All the cabinet drawers hung open, and Roxy banged each one closed as she headed for the refrigerator. When she opened the fridge to scavenge, all that remained were some maraschino cherries and a liter of Dr Pepper. In the freezer she found seven unopened boxes of prepackaged Salisbury steak dinners from Jenny Craig and a bottle of Grey Goose. She grabbed the vodka.
Then, from a block near the stove, she pulled a very big knife.
Trey caught his balance on the island, and his eyes widened. “What’s the matter, Roxy?”
Roxy pointed the knife directly at Trey’s face. “It’s time for you to do something good for me, Trey. And I’m not talking about sex. Did you hear about Kaylee?”
“Kaylee?”
“Is there some kind of echo in here?” She raised her voice, and he winced. “Or was my question too hard for you to understand? Did you hear about Kaylee Falcone? She’s dead.”
“I heard. I mean—they told me. Somebody killed her today.”
Roxy cut around the island, moving fast toward him, knife in one hand, the bottle in the other. “Somebody shot her. In my house, Trey. Killed her on my staircase. I’m going to need a bucket of soapy water and a very big brush to clean up her blood.”
“I’m sorry, Roxy. Really sorry.” Trey backed up hastily. “I could pay for a cleaning service. Would that help?”
“A cleaning service would take care of the mess in my house, all right, but what about how I feel? Is there somebody you could pay to fix that, too?” She bullied him into the bedroom, watching him stumble over the pillows, his shoes.
“I’m sorry you feel so bad, Roxy. If there was something I could do—”
“There is. You’re going to sit down on t
he bed and tell me everything you told the police. But first? Get out your little leather friends.”
“My what?”
“Your restraints.”
Trey gulped uncertainly, and his hands fumbled on the bedside table. On the second try, he managed to open it. “I swear I didn’t tell the police about you, Roxy. Not a word.”
“Not the velvet restraints, Trey. The leather ones.”
“What?”
“Put the leather around your left wrist and loop it over the bedpost,” she ordered. “Then give me your right hand. Hurry up.”

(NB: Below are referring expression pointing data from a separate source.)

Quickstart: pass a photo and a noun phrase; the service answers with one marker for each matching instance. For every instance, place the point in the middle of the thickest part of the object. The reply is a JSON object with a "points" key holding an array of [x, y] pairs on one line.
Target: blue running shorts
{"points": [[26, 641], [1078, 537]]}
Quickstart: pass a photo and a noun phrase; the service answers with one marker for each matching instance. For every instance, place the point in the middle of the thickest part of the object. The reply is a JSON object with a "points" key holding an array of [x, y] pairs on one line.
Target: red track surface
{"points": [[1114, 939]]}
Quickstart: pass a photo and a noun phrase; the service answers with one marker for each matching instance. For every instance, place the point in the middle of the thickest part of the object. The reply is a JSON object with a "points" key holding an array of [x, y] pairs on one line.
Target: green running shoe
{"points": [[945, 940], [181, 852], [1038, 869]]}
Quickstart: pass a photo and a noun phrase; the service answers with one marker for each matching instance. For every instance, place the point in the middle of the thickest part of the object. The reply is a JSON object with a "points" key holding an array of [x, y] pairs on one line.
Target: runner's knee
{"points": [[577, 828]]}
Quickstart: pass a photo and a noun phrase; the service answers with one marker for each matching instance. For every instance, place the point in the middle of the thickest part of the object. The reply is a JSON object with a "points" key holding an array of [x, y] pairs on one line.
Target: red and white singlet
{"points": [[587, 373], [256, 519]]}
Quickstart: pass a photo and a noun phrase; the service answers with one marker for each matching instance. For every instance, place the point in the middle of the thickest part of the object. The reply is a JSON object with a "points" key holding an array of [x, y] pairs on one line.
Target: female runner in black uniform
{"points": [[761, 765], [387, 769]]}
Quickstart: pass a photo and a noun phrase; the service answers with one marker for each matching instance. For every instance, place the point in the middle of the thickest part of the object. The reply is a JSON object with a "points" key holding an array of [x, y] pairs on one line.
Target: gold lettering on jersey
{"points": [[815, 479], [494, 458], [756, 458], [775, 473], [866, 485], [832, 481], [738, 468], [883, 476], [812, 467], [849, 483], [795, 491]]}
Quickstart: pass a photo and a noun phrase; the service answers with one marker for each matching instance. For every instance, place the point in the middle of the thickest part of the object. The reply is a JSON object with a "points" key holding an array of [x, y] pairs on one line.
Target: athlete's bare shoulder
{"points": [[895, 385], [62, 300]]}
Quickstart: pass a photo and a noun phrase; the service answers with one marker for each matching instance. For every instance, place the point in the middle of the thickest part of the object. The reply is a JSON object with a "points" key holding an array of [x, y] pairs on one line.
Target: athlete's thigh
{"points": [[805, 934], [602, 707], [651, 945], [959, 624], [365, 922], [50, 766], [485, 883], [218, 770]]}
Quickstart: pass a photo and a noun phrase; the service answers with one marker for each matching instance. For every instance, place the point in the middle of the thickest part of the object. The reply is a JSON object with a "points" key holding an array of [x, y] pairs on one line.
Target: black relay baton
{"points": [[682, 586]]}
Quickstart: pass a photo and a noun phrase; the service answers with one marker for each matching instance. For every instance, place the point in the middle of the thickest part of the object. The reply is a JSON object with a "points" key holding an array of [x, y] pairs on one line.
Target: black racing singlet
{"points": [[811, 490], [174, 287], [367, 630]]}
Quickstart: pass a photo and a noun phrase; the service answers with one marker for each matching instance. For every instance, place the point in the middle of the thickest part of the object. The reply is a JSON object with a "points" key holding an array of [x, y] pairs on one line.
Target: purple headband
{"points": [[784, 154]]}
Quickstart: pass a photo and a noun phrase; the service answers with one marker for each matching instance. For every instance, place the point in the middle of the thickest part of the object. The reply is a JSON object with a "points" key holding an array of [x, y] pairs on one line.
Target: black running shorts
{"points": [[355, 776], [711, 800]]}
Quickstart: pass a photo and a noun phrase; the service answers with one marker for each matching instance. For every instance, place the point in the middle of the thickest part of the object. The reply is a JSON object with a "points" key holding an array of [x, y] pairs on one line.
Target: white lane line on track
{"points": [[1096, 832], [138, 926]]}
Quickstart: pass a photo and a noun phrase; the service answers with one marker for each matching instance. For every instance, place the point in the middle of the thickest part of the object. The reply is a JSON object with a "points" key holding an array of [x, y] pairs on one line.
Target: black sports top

She twisted open the bottle and took a tiny sip of the syrupy thick vodka.
Watching her, Trey’s expression went from worry to sexual anticipation, then fear, very quickly. In a matter of moments, he was sitting on the bed with his arms outstretched, wrists secured to opposite bedposts with the thin leather cords he once bragged about buying in Amsterdam. Now, though, the look on his face wasn’t nearly as pleased as when he’d told her about the sex shop he’d visited. His breathing came in shallow gasps. His boxer shorts were printed with little sea horses.
He said, “Do we have a safe word tonight?”

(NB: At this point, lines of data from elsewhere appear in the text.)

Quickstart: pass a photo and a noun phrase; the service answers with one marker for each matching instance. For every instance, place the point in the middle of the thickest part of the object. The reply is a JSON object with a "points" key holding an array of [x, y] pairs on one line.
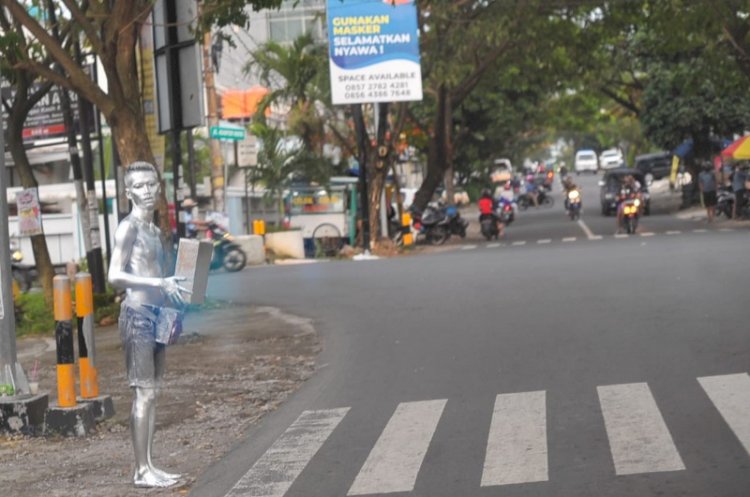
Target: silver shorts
{"points": [[144, 358]]}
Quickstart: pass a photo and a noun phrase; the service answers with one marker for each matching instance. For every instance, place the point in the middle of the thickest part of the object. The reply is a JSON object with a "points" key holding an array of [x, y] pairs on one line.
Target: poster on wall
{"points": [[29, 212], [373, 51]]}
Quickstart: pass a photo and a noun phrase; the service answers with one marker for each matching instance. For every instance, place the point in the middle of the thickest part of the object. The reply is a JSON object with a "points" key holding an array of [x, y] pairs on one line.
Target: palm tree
{"points": [[293, 72]]}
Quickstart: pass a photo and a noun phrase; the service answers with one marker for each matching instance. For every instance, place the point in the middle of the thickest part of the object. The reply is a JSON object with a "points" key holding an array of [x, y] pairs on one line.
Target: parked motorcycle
{"points": [[631, 208], [574, 204], [436, 225], [227, 253], [456, 223]]}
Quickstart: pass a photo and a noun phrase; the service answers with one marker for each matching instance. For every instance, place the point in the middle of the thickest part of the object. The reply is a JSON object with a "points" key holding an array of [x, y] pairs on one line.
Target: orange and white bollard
{"points": [[63, 310], [85, 313], [407, 236], [259, 227]]}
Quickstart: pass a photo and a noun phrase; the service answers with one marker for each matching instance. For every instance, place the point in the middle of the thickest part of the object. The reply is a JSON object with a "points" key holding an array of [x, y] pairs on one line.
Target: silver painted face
{"points": [[143, 189]]}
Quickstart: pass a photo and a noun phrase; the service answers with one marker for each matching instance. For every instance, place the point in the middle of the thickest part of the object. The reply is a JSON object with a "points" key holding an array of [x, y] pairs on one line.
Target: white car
{"points": [[585, 161], [610, 159]]}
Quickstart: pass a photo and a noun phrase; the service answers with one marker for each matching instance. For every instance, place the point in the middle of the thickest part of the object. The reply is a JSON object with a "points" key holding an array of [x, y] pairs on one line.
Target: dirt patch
{"points": [[231, 367]]}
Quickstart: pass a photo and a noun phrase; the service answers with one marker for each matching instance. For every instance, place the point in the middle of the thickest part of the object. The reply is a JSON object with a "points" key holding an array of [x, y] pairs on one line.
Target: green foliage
{"points": [[35, 316]]}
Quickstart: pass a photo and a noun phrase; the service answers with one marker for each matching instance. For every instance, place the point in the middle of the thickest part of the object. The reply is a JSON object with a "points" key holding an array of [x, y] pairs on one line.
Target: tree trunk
{"points": [[129, 133], [15, 122], [436, 158], [378, 171]]}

“No safe words, Trey. Because this is no game.”
“Just put down the knife, okay? The knife makes me nervous.”
“I like the knife. I want to see how sharp it is. I also want to know about the night Julius died,” Roxy commanded. “I want to know everything you saw and did.”

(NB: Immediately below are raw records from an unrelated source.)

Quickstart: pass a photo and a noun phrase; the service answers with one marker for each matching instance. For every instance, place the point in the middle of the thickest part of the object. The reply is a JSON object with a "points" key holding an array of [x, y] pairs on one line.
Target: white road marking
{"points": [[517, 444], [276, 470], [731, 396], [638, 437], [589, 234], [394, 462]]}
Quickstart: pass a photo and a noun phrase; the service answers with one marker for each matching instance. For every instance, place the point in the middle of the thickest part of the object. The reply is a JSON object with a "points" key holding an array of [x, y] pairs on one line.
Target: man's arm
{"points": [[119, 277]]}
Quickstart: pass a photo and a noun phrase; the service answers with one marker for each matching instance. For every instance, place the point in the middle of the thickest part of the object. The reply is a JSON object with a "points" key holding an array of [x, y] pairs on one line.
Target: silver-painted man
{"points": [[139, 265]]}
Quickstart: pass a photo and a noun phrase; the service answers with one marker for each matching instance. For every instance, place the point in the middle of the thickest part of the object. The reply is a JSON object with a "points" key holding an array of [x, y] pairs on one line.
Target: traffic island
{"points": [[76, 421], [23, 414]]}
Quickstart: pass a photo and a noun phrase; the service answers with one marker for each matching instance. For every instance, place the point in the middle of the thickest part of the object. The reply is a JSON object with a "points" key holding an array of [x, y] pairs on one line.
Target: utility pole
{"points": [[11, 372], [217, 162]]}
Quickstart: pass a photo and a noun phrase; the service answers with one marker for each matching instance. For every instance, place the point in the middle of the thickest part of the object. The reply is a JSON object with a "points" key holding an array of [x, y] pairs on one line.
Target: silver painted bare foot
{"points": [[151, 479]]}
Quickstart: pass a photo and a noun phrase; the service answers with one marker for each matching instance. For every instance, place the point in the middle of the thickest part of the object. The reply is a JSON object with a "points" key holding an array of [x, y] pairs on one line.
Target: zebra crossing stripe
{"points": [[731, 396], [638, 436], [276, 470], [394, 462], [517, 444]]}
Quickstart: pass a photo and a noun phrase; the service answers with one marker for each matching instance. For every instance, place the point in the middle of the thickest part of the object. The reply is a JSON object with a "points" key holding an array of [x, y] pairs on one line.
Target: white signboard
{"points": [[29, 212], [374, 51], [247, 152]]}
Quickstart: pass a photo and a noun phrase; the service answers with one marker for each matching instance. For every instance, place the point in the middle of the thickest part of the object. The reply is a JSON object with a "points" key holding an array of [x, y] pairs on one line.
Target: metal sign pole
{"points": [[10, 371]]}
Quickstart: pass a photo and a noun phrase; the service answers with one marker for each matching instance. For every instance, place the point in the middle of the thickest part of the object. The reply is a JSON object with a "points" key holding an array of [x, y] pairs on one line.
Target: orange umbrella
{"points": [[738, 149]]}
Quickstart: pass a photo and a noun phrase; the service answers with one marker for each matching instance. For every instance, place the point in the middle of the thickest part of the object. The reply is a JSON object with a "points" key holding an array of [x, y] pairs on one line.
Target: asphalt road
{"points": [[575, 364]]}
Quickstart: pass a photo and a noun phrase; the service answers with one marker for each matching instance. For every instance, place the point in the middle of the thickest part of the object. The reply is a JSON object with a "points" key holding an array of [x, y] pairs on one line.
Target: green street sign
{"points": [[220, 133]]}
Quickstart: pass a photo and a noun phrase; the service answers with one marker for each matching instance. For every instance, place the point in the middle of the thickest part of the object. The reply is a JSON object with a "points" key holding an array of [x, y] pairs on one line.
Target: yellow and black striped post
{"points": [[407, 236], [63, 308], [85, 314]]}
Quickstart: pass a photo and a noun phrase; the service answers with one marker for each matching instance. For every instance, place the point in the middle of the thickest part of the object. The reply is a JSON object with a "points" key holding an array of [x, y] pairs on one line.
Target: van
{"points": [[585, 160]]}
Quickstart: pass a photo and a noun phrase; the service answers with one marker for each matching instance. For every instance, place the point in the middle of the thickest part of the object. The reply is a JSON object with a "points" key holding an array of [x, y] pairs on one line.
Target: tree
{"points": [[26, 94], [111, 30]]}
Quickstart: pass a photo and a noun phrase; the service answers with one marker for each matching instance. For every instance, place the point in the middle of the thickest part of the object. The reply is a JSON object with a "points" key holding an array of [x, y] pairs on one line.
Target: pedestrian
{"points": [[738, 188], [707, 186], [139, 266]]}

Trey swallowed hard and tried to summon some courage. “I’m not comfortable with this scenario.”
“This isn’t a scenario, Trey. It’s real life. Do you want me to stuff a sock in your mouth? So I can carve my initials in your arms without listening to you scream, maybe?” She laid the knife blade on his goose-pimpled skin. Then she held the bottle above his mouth. Uncertainly, Trey lifted his chin to accept a sip, and she poured the thick vodka into his open mouth. He swallowed twice, choked, and then the alcohol sprayed. Roxy stopped pouring.
He flinched as if she might hit him with the bottle. “I didn’t kill him, Roxy, I swear.”
“Who did?”
“I don’t know, I really don’t!”
“Don’t lie to me, Trey. Not while I’ve got this Boy Scout knife in my hand. What happened to Julius?”